I’m currently making the move to the new pass manager and have arrived at a working version. However, the codegen takes significantly more time now than before with the legacy pass manager.
My application builds a module, links in CUDA libdevice, runs some passes and calls NVPTX codegen.
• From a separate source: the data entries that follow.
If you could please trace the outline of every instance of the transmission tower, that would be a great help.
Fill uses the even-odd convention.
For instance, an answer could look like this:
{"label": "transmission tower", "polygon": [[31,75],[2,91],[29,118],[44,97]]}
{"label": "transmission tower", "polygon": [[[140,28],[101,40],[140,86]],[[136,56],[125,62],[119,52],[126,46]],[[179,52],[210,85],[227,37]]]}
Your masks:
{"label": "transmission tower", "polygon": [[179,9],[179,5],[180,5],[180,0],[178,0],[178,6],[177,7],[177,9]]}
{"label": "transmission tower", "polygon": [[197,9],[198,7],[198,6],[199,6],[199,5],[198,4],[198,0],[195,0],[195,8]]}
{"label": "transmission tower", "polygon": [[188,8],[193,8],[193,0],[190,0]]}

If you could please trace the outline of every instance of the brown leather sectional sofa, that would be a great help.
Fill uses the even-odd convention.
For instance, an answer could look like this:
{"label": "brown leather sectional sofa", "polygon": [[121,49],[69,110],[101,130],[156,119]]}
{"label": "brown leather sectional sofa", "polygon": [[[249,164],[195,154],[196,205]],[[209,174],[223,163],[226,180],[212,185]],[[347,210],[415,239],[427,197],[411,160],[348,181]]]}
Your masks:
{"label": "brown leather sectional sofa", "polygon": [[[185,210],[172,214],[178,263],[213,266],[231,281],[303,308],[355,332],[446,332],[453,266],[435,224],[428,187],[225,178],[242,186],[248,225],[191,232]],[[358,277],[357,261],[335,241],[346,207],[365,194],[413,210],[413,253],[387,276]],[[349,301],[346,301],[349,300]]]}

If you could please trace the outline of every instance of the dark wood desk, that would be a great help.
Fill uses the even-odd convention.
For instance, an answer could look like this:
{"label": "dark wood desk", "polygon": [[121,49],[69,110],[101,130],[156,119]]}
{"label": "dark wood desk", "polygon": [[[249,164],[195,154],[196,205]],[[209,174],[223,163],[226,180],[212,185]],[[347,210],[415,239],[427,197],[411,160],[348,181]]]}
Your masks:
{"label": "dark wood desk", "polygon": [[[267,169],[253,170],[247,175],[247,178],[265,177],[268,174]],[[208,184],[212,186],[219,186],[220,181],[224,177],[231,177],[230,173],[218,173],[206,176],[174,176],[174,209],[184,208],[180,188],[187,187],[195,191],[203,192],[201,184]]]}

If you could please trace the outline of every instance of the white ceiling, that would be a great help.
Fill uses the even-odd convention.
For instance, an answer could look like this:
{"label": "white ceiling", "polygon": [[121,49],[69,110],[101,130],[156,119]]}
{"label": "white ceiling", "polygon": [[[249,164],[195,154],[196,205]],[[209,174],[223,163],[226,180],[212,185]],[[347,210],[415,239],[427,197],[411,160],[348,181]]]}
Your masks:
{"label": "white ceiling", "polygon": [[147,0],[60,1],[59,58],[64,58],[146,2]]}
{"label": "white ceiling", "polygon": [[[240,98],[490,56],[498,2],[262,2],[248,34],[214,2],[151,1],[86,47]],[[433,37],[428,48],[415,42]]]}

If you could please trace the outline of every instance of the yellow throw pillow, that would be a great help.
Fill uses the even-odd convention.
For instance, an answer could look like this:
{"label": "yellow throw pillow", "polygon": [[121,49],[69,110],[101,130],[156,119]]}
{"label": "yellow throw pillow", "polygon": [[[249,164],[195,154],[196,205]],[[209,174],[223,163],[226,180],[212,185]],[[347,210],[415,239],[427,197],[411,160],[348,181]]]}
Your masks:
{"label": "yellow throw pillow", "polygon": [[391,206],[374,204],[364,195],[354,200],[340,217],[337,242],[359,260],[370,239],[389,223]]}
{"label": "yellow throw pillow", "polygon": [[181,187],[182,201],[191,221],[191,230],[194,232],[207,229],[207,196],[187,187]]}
Here’s the setup that I use with the legacy manager:
// build Mod, link in libdevice
llvm::legacy::PassManager PM;
PM.add( llvm::createInternalizePass( all_but_kernel_name ) );
PM.add( llvm::createNVVMReflectPass( sm ));
PM.add( llvm::createGlobalDCEPass() );
PM.run(*Mod);
// NVPTX codegen is fast
With the new pass manager I’m doing the following and the subsequent codegen takes signifacantly longer (more than 10x)
// build Mod, link in libdevice
LoopAnalysisManager LAM;
FunctionAnalysisManager FAM;
CGSCCAnalysisManager CGAM;
ModuleAnalysisManager MAM;
PassBuilder PB(TargetMachine.get());
PB.registerModuleAnalyses(MAM);
PB.registerCGSCCAnalyses(CGAM);
PB.registerFunctionAnalyses(FAM);
PB.registerLoopAnalyses(LAM);
PB.crossRegisterProxies(LAM, FAM, CGAM, MAM);
ModulePassManager MPM = PB.buildPerModuleDefaultPipeline(OptimizationLevel::O2);
MPM.addPass(InternalizePass(all_but_kernel_name));
MPM.addPass(GlobalDCEPass());
MPM.run(*Mod,MAM);
// NVPTX codegen takes much more time.
I timed the MPM.run call and it’s pretty fast. But the codegen takes more time now.
Is this the closest I can get to the previous setup?